In more recent times, we have been told by experts in academia and in think tanks, both left and right, that democracy is organic and will naturally flourish if we disrupt regimes inimical to democracy. In other words, if we impose democracy on people not just like us, they will love it and flourish. It will end oppression, war and human misery. The “long arc of history” tells us that. Except that there is no historical basis for any such historical arc. So far as we’ve seen up to this point, regime change seems to simply leads to different and greater human suffering. There certainly is no indication that things have improved. Meanwhile, humans die, go hungry and are homeless. In a recent piece in The Atlantic, our President has deemed the Mideast a virtual lost cause. Alas, he may be right. Another big oops.

I have four sons. Three of them are or have been teenagers. I have seen them scheduled 24/7, all with the loving support of their mother and I. And I’m having regrets. In the hopes of helping them “achieve” and do wonderful things, I have seen stress, sleeplessness, and fear of telling us when they are overwhelmed. Or perhaps they don’t know what it’s like to feel overwhelmed because they have never had the opportunity to feel otherwise. They seem to either spend all their time pursuing their achievements or, alternatively, quietly procrastinating away their time in paralyzation at tasks they find, in the aggregate, daunting.

Each child is different and we get only one chance to parent each child. Unfortunately, our imperfect parenting can only come through actually interacting. These days, there isn’t time for interacting. Family dinners, when they occur at all, are but a dash toward the evening’s sporting event, concert or other activity. At best, family dinner is something to be rushed through so that the kids can get back to doing homework or stressing about not getting their homework done. Mom and dad aren’t much help as we rush away to get more work done that we could not complete in our hectic days or to scurry off to the voluntary board meetings where we spend our time finding ways with other parents to over schedule our children.

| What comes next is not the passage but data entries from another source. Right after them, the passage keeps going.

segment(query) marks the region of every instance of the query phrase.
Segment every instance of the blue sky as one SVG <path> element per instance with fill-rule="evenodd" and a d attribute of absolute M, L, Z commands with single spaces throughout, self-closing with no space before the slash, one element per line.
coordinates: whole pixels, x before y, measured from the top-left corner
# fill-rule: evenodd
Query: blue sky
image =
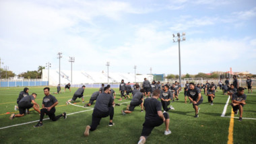
<path fill-rule="evenodd" d="M 0 57 L 16 74 L 61 69 L 139 73 L 256 73 L 256 1 L 0 0 Z"/>

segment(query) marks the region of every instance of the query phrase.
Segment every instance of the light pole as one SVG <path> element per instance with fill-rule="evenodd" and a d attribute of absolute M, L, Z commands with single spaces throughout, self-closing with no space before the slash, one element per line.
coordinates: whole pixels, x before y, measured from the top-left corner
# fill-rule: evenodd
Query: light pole
<path fill-rule="evenodd" d="M 62 52 L 59 52 L 57 54 L 57 59 L 59 59 L 59 84 L 61 85 L 61 58 L 62 58 Z"/>
<path fill-rule="evenodd" d="M 109 61 L 106 62 L 106 67 L 108 67 L 108 83 L 109 84 L 109 83 L 108 83 L 108 67 L 110 65 L 110 63 L 109 63 Z"/>
<path fill-rule="evenodd" d="M 9 67 L 7 66 L 5 66 L 3 67 L 5 69 L 5 72 L 6 72 L 6 79 L 7 79 L 7 70 L 9 69 Z"/>
<path fill-rule="evenodd" d="M 185 41 L 186 40 L 186 37 L 185 36 L 185 32 L 183 32 L 182 33 L 182 36 L 180 35 L 180 33 L 178 32 L 177 33 L 177 36 L 175 36 L 175 35 L 173 34 L 172 34 L 173 36 L 173 42 L 179 42 L 179 81 L 180 81 L 180 83 L 181 83 L 181 48 L 180 48 L 180 42 L 181 41 Z M 181 36 L 183 37 L 183 40 L 181 40 Z M 174 38 L 177 37 L 177 41 L 175 41 L 174 40 Z"/>
<path fill-rule="evenodd" d="M 152 68 L 150 67 L 150 77 L 151 77 L 151 82 L 152 82 Z"/>
<path fill-rule="evenodd" d="M 134 82 L 136 83 L 136 69 L 137 69 L 137 66 L 136 65 L 134 65 Z"/>
<path fill-rule="evenodd" d="M 70 63 L 71 63 L 71 84 L 72 84 L 72 81 L 73 81 L 73 79 L 72 79 L 72 63 L 75 62 L 75 57 L 69 57 L 69 61 Z"/>
<path fill-rule="evenodd" d="M 51 64 L 50 63 L 50 62 L 48 62 L 46 63 L 46 66 L 45 66 L 48 69 L 48 86 L 50 85 L 50 67 L 51 67 Z"/>

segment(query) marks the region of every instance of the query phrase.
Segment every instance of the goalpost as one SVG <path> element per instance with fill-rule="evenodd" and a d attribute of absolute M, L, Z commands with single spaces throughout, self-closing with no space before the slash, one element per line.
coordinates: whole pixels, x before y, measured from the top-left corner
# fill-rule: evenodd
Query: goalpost
<path fill-rule="evenodd" d="M 195 85 L 197 83 L 203 83 L 202 77 L 184 78 L 184 85 L 186 84 L 187 81 L 189 81 L 189 83 L 194 83 Z"/>

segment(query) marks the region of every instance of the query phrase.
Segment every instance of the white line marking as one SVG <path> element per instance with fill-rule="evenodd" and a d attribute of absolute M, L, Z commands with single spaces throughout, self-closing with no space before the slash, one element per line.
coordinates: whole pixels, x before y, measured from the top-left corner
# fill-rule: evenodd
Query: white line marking
<path fill-rule="evenodd" d="M 77 106 L 77 107 L 81 107 L 81 108 L 93 108 L 84 107 L 84 106 L 82 106 L 76 105 L 76 104 L 71 104 L 71 103 L 70 103 L 69 104 L 73 105 L 73 106 Z"/>
<path fill-rule="evenodd" d="M 231 116 L 222 116 L 224 118 L 239 118 L 238 117 L 231 117 Z M 247 120 L 256 120 L 256 118 L 243 118 L 243 119 L 247 119 Z"/>
<path fill-rule="evenodd" d="M 120 104 L 125 104 L 125 103 L 128 103 L 128 102 L 123 102 L 123 103 L 121 103 Z M 71 104 L 73 105 L 73 104 Z M 77 106 L 77 105 L 75 105 L 75 104 L 73 104 L 73 105 L 74 106 Z M 86 107 L 84 107 L 84 106 L 81 106 L 81 107 L 86 108 Z M 88 111 L 90 111 L 90 110 L 94 110 L 94 108 L 90 108 L 90 110 L 82 110 L 82 111 L 75 112 L 73 112 L 73 113 L 70 113 L 70 114 L 67 114 L 67 115 L 68 116 L 68 115 L 77 114 L 77 113 L 80 113 L 80 112 L 88 112 Z M 50 119 L 50 118 L 44 118 L 42 120 L 49 120 L 49 119 Z M 14 124 L 14 125 L 7 126 L 7 127 L 1 127 L 1 128 L 0 128 L 0 129 L 7 129 L 7 128 L 9 128 L 9 127 L 17 127 L 17 126 L 20 126 L 20 125 L 24 125 L 24 124 L 27 124 L 34 123 L 34 122 L 38 122 L 38 120 L 31 121 L 31 122 L 24 122 L 24 123 L 22 123 L 22 124 Z"/>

It’s not that these time demands on young lives have gone unrecognized. The problem is, we have taught our kids to achieve but we have neglected to teach them how to cope. There simply isn’t time for the coping part. I’ve often heard how the increased time demands on teenagers, especially high achievers, will teach them how to manage their time and will prepare them for life. Except that proper time management assumes a proper amount of time in the first place in order to manage the tasks at hand. I haven’t yet encountered a proponent of such thinking who has figured out how to create more than 24 hours in a day or to allow humans to be healthy and happy on three hours of sleep. And I’ve seen a lot of three hour sleep nights from my sons, just from their scheduled activities, homework and stressing over not keeping up. I now believe that the line about teaching time management is misguided code for teaching kids to be as unhealthy and miserable as most of us adults who are promoting the over scheduling .

I’m not so sure that there are teenagers anymore. There certainly are kids that fit that age demographic and such humans still have same emotional and psychological aptitude that teenagers have always had. However, we seem to have unintentionally launched a collective experiment in eliminating the teenage years in order to see how that goes. I’m coming to fear that it may work out about as well as margarine and regime change.